The utilized image preprocessing sequence

An illustrative example of adjusting the window width and window level is depicted in Fig. 2.

Fig. 2
figure 2

An illustrative result of adjusting the window width and window level: a before the adjustment; b after the adjustment

A sample random rotation of an input image is shown in Fig. 3 and a sample random horizontal and vertical flipping (with a probability of 0.5) are illustrated in Fig. 4.

Fig. 3
figure 3

Sample image rotation: a original image; b clock-wise rotation of 90°

Fig. 4
figure 4

Sample image horizontal and vertical flipping: a original image; b horizontal flipping; c vertical flipping

2.2 U-Net

The classic architecture of U-Net is composed of two parts: (i) feature extraction, designed with inspiration from the VGG network [37, 38], where each pooling layer contains a specific scale, with a total of five different scales based on the original image; and (ii) upsampling, where each stage performs an upsampling operation and fuses information with the corresponding channels from the feature extraction part through skip connecting [39]. The encoder-decoder structure of U-Net allows it to capture and merge contextual information at different abstraction levels. This contextual information plays a key role in enhancing semantic understanding and accuracy of image segmentation.

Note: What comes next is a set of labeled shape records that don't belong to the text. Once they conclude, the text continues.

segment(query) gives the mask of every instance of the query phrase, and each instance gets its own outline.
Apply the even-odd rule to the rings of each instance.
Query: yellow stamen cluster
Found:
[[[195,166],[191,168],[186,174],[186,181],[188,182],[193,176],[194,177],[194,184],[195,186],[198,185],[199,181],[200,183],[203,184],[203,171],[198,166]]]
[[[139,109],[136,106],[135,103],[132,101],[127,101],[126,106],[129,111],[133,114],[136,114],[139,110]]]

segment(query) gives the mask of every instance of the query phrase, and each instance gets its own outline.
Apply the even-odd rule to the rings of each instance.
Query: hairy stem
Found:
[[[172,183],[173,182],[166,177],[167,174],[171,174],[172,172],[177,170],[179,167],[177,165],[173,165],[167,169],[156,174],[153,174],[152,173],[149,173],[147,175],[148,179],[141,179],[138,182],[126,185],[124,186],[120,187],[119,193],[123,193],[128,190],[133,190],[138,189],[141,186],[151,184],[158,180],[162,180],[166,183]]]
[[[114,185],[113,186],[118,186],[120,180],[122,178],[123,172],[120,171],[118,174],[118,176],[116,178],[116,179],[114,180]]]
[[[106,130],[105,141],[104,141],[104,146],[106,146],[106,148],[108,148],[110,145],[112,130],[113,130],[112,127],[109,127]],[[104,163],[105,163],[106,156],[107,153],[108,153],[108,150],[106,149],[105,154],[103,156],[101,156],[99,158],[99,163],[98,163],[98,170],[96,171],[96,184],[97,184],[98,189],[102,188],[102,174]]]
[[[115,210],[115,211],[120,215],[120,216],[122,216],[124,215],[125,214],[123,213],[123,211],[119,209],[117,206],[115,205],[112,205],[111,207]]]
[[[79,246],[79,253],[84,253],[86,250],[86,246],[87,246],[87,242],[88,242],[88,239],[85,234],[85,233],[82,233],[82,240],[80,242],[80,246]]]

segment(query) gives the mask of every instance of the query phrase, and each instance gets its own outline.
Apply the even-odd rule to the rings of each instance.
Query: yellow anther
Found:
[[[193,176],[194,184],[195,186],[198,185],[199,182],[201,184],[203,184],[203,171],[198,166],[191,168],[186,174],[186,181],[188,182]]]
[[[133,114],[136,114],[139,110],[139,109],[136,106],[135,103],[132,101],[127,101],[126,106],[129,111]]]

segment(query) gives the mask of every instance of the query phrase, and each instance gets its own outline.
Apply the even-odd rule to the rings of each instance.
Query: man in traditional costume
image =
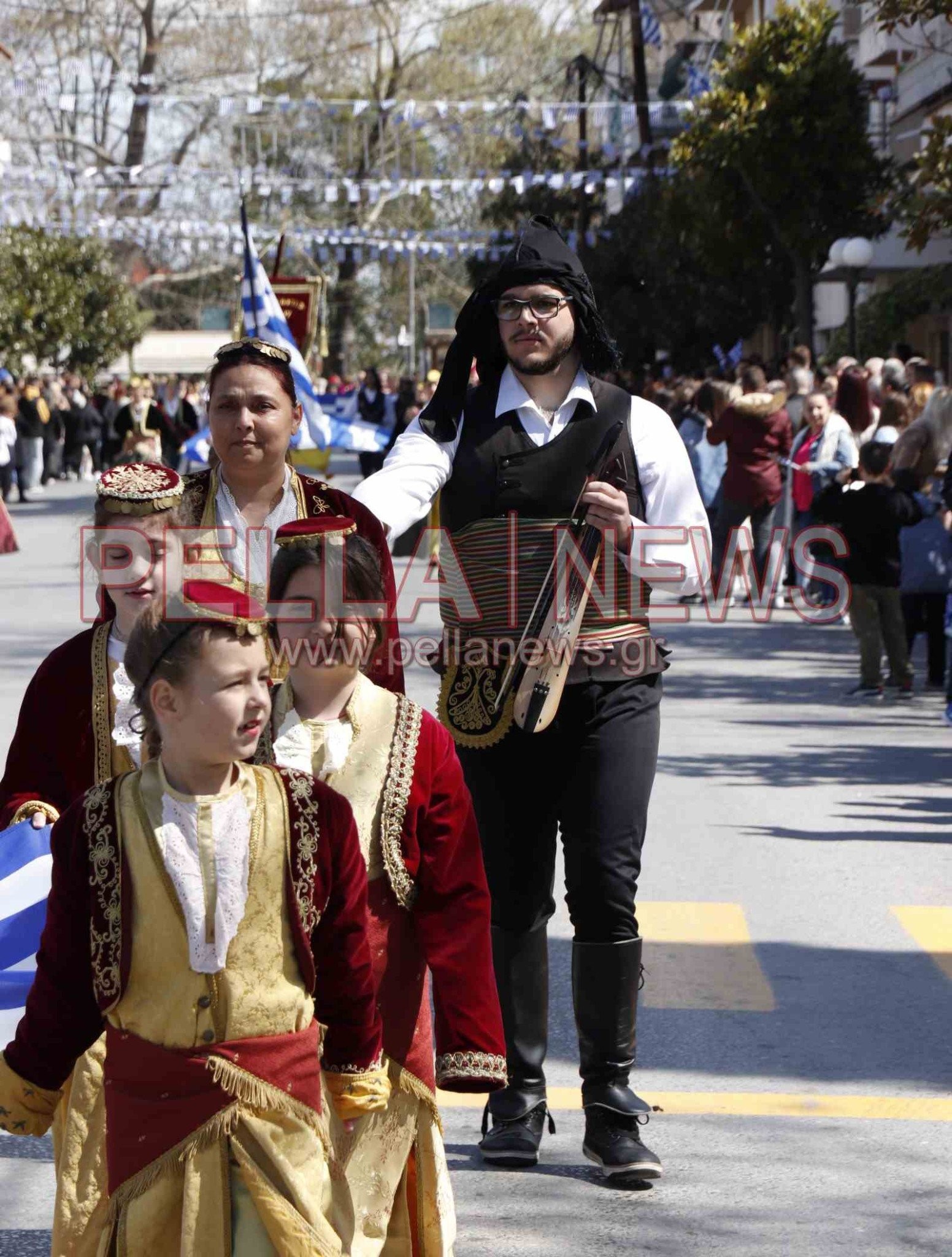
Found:
[[[116,416],[116,440],[123,454],[148,451],[146,456],[154,463],[177,447],[172,424],[138,377],[129,381],[129,400]]]
[[[628,1085],[642,974],[634,897],[667,667],[667,651],[651,639],[648,598],[661,581],[676,593],[698,588],[690,530],[703,552],[707,517],[668,416],[597,378],[617,366],[617,351],[581,263],[550,220],[520,231],[456,331],[433,400],[355,495],[398,535],[441,491],[451,543],[441,552],[448,635],[440,713],[460,744],[480,826],[509,1065],[480,1146],[497,1164],[538,1160],[559,828],[575,930],[584,1151],[607,1174],[657,1177],[659,1159],[638,1133],[649,1106]],[[467,390],[473,358],[480,383]],[[585,488],[585,468],[614,431],[614,483]],[[484,650],[467,662],[466,646],[519,637],[554,533],[570,523],[580,493],[588,522],[617,542],[599,568],[615,607],[603,613],[589,601],[558,715],[526,734],[512,724],[511,695],[495,706],[505,659],[494,666]],[[652,552],[646,543],[658,533],[644,529],[656,525],[669,535]]]
[[[232,529],[235,546],[225,552],[210,542],[203,548],[201,561],[203,564],[210,564],[207,574],[214,579],[232,583],[236,588],[244,588],[256,597],[264,597],[269,561],[274,553],[274,538],[283,524],[316,515],[348,515],[357,524],[360,535],[365,537],[377,549],[388,606],[388,615],[384,618],[384,640],[371,665],[369,675],[378,684],[403,693],[403,664],[399,655],[399,628],[397,626],[397,588],[383,529],[377,517],[348,494],[340,489],[332,489],[323,480],[301,475],[288,461],[290,436],[298,430],[301,421],[289,363],[290,354],[286,349],[257,337],[234,341],[222,346],[215,354],[208,382],[212,466],[206,471],[196,471],[186,476],[185,510],[188,523],[203,530]],[[260,484],[271,481],[279,484],[278,491],[269,504],[268,514],[254,529],[249,527],[232,493],[234,486],[229,484],[230,469],[232,478],[244,470],[241,468],[241,442],[231,437],[235,429],[240,429],[246,422],[245,416],[242,414],[237,419],[234,410],[222,410],[220,416],[221,409],[216,401],[217,391],[227,383],[227,372],[244,365],[265,367],[276,373],[289,403],[286,441],[281,447],[264,449],[264,456],[254,470]],[[269,533],[266,541],[262,539],[262,529]]]
[[[208,582],[186,585],[183,613],[262,631],[259,606]],[[347,802],[244,763],[187,796],[152,759],[73,803],[51,851],[0,1126],[41,1135],[105,1023],[109,1202],[85,1251],[230,1257],[234,1233],[242,1252],[337,1257],[319,1062],[344,1120],[389,1092]]]
[[[271,610],[281,644],[311,630],[311,621],[280,618],[279,603],[299,597],[289,582],[300,571],[320,582],[324,547],[342,553],[353,544],[347,538],[359,543],[354,533],[353,520],[334,517],[294,520],[278,533]],[[363,593],[364,602],[383,596],[379,583]],[[316,620],[323,616],[315,611]],[[314,667],[322,700],[339,715],[298,713],[295,676]],[[436,1087],[494,1091],[506,1082],[489,890],[456,748],[430,713],[376,685],[357,661],[293,666],[275,694],[271,730],[275,763],[314,773],[350,803],[369,881],[371,954],[392,1092],[384,1112],[352,1134],[334,1133],[354,1208],[350,1253],[377,1257],[393,1246],[394,1253],[450,1257],[456,1221]],[[269,754],[264,739],[259,754]]]

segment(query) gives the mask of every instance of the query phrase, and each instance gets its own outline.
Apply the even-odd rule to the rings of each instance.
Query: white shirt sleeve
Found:
[[[711,529],[684,442],[666,412],[643,397],[632,397],[629,426],[646,518],[633,520],[623,562],[653,587],[697,593],[707,579]]]
[[[460,444],[462,420],[452,441],[435,441],[414,419],[397,437],[379,471],[362,480],[352,497],[399,537],[430,510],[430,503],[450,479]]]

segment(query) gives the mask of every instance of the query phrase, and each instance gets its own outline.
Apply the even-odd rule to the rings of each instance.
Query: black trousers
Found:
[[[899,601],[906,621],[906,641],[912,652],[913,642],[926,634],[929,685],[943,685],[946,680],[946,595],[902,593]]]
[[[561,830],[565,901],[583,943],[638,936],[634,896],[661,728],[661,675],[566,685],[543,733],[512,727],[460,747],[482,838],[492,924],[524,933],[555,911]]]

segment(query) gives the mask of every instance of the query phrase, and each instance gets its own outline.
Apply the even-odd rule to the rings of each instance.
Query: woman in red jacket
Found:
[[[740,383],[744,396],[707,430],[710,445],[727,445],[727,470],[712,537],[711,578],[718,587],[730,534],[745,519],[751,522],[754,557],[760,579],[764,579],[774,517],[784,491],[777,458],[790,454],[794,439],[790,416],[784,409],[786,396],[767,391],[764,371],[747,367],[741,372]]]

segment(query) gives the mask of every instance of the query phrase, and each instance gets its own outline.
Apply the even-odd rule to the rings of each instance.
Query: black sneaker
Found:
[[[581,1151],[605,1178],[627,1174],[634,1179],[661,1178],[661,1158],[642,1143],[638,1117],[613,1112],[600,1105],[585,1110]]]
[[[854,685],[850,690],[843,691],[844,699],[880,699],[883,696],[882,685]]]
[[[555,1134],[553,1115],[541,1100],[535,1109],[521,1117],[492,1117],[492,1129],[486,1133],[490,1107],[482,1114],[482,1139],[480,1153],[484,1161],[501,1165],[504,1169],[521,1170],[539,1164],[539,1144],[543,1141],[543,1128],[549,1117],[549,1134]]]

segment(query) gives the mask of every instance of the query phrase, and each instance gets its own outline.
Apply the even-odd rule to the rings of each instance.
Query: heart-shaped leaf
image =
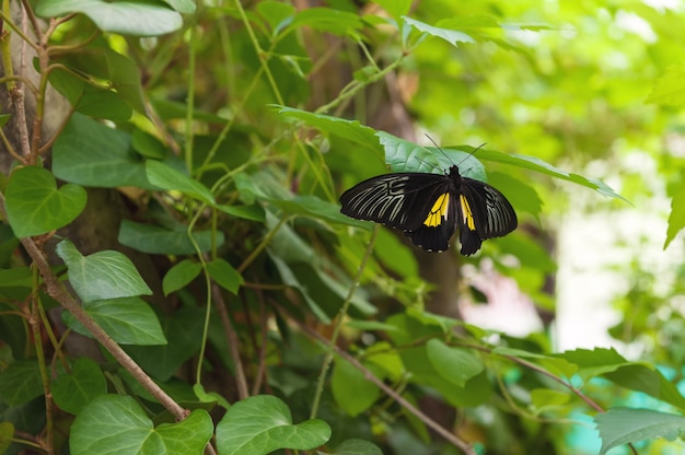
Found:
[[[67,184],[57,188],[55,176],[38,166],[12,174],[4,192],[8,219],[14,235],[40,235],[72,222],[85,207],[85,190]]]
[[[160,319],[140,298],[84,302],[83,310],[119,345],[166,345]],[[69,328],[91,336],[71,313],[62,313],[62,319]]]
[[[181,14],[155,2],[105,0],[43,0],[36,7],[42,18],[83,13],[103,32],[123,35],[156,36],[183,25]]]
[[[279,448],[310,451],[329,438],[330,427],[323,420],[293,425],[288,406],[270,395],[236,402],[217,425],[221,455],[262,455]]]
[[[97,252],[83,256],[69,241],[55,248],[69,268],[69,281],[83,302],[150,295],[133,262],[119,252]]]
[[[154,427],[133,398],[103,395],[77,416],[69,448],[78,454],[201,454],[211,438],[209,415],[196,409],[178,423]]]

2.3 scSE attention mechanism

The attention mechanism, initially used in machine translation, was quickly applied to the field of computer vision due to its outstanding performance. Today, the attention mechanism has become a common means for enhancing the neural networks [40]. By combining channel and spatial attention, the scSE attention mechanism [41], depicted in Fig. 5, significantly enhances the network learning ability. Its design strategy adjusts the importance of features at different levels, allowing a network to learn more valuable high-level features, while paying less attention to features that have less impact on the target task. This strategy allows to obtain richer spatial and channel information at the pixel level. The relative importance of attention in both dimensions is simultaneously adjusted, thus further improving the accuracy of downstream registration tasks [42].

Fig. 5
figure 5

The scSE structure

2.4 Loss functions

In the conducted experiments, described further in this paper, a combined Binary Cross Entropy (BCE)-Dice loss [43] is used as a loss function. This design of the loss function aims to take into account both the pixel-level classification loss and the region-level overlap loss in order to assess the segmentation performance more comprehensively.

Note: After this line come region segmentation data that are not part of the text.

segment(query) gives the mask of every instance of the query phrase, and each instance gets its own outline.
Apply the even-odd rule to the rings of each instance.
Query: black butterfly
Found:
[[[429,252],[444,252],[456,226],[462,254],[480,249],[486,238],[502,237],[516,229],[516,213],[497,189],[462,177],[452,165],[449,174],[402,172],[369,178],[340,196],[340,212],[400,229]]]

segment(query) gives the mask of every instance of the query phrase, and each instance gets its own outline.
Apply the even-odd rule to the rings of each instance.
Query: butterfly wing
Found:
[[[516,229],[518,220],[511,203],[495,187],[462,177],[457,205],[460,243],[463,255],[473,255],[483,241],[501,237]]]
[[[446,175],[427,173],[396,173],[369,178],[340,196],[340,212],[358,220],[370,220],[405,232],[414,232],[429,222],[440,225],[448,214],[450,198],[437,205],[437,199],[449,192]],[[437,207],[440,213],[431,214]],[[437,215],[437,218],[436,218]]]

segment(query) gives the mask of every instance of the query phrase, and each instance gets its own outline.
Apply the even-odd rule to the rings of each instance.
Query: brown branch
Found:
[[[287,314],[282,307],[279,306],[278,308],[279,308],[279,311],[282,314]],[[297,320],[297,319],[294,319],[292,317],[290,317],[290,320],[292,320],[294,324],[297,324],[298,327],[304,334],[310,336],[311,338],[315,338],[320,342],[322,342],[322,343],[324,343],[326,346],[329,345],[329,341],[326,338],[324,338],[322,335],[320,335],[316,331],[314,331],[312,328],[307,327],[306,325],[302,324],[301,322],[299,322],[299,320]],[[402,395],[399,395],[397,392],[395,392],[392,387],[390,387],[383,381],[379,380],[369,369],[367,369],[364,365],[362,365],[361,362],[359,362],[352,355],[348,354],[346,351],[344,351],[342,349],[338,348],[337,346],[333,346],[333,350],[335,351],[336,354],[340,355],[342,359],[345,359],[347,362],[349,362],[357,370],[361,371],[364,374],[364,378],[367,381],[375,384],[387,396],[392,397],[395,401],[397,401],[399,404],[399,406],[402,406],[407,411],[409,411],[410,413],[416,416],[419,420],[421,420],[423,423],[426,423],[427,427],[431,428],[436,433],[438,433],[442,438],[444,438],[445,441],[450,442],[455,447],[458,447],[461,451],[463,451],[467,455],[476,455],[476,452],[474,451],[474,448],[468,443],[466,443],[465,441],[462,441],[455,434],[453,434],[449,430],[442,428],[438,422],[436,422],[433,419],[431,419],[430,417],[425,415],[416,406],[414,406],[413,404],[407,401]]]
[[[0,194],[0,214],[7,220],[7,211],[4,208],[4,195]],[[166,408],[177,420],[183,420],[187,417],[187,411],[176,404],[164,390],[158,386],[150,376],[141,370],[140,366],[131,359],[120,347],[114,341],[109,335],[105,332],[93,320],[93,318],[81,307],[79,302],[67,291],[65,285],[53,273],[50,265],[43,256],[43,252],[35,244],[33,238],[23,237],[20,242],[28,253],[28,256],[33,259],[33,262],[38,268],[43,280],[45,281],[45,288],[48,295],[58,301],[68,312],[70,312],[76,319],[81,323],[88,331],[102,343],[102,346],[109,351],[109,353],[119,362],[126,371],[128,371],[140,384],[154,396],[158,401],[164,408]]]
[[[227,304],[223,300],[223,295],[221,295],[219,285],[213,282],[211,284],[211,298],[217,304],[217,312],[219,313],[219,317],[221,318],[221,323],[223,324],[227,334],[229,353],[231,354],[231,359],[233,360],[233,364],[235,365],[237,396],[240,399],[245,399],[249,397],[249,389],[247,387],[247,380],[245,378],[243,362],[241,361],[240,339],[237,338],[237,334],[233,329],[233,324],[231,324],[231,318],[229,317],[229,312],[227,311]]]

Specifically, BCE is a commonly used loss function for binary classification problems, measuring the gap between the predicted output \({p}_{i}\) and the actual label \({y}_{i}\), as follows [44]:

$${L}_{BCE}=-\sum\nolimits_{i}({y}_{i}ln({p}_{i})+(1-{y}_{i})ln(1-{p}_{i}))$$
(1)

However, when dealing with imbalanced data—for instance, when most areas in the image are background with only a small part being tumors—it could cause a network to predict the majority categories, potentially “ignoring” the minority categories. Thus, when dealing with image segmentation tasks with uneven category distribution or large blank background areas, using BCE alone may result in poor predictive performance for minority categories.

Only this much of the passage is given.